La discesa sembra ancora più panoramica della salita, la temperatura è piacevole; di un tratto, però, le nuvole diventano nere e per qualche minuto ci sono circa tredici gradi (il clima è davvero imprevedibile in queste zone). E poi la sorpresa: il Vallone di Elva, una gola profondissima che potrebbe ospitare un film fantasy alla “Signore degli Anelli”. Franco mi racconta che queste zone, nonostante siano paesaggisticamente incredibili, sono poco battute ed esenti dal turismo di massa: “Ci sono più tedeschi che italiani” dice. Dopo alcune storie su queste zone, proseguiamo per la discesa lasciandoci alle spalle alcune graziose frazioni. Arrivati alla base della valle le nostre strade si separano: io mi fermo all’Ape Maira, piccolo bar e ristorante, per rifocillarmi, e lui ritorna subito verso casa.

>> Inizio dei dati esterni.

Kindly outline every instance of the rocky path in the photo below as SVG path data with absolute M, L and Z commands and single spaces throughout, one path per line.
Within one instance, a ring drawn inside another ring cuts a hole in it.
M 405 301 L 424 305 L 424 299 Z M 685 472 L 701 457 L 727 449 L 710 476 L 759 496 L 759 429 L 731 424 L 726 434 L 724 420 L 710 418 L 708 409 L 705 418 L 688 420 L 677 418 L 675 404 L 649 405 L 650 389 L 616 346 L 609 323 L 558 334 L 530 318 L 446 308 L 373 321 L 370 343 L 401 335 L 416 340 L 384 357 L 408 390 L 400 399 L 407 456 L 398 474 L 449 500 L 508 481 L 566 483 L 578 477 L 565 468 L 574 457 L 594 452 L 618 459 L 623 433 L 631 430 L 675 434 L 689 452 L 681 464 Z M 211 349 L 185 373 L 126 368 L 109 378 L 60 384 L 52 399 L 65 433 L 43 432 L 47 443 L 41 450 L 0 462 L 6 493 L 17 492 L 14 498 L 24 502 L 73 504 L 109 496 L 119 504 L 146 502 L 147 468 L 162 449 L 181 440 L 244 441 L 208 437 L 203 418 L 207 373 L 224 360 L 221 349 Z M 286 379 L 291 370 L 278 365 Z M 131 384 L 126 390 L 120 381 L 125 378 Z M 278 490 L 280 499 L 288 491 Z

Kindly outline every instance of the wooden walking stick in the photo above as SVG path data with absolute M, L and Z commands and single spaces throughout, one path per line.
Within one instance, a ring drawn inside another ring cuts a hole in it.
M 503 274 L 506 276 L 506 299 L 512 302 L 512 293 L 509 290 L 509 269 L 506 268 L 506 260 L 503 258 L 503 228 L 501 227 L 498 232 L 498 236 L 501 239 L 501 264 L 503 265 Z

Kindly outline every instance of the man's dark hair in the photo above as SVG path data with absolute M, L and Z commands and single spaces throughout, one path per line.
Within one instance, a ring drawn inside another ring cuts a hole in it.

Dopo la pausa si sono fatte già le sedici e decido di tornare velocemente verso Savigliano: ancora cinquanta km, tutti in leggera discesa. Macra, Cartignano, Dronero e Busca sono alcuni dei comuni che attraverso, prima fra le montagne e poi fra le fattorie e i campi di grano. Raggiungo Savigliano intorno alle diciotto, esausto ma felice, con la consapevolezza di avere scoperto delle zone magnifiche e ancora inesplorate. Nel treno di ritorno parlo con una ragazza del conservatorio di Torino – mi sono incuriosito dopo aver visto una custodia di un violoncello, tutta di colore giallo – : e condivido l’esperienza con lei. E’ importante per me fare conoscere le potenzialità nascoste del nostro territorio. Le opportunità di turismo in Piemonte e in tutta Italia sono infinite, molte ancora da scoprire.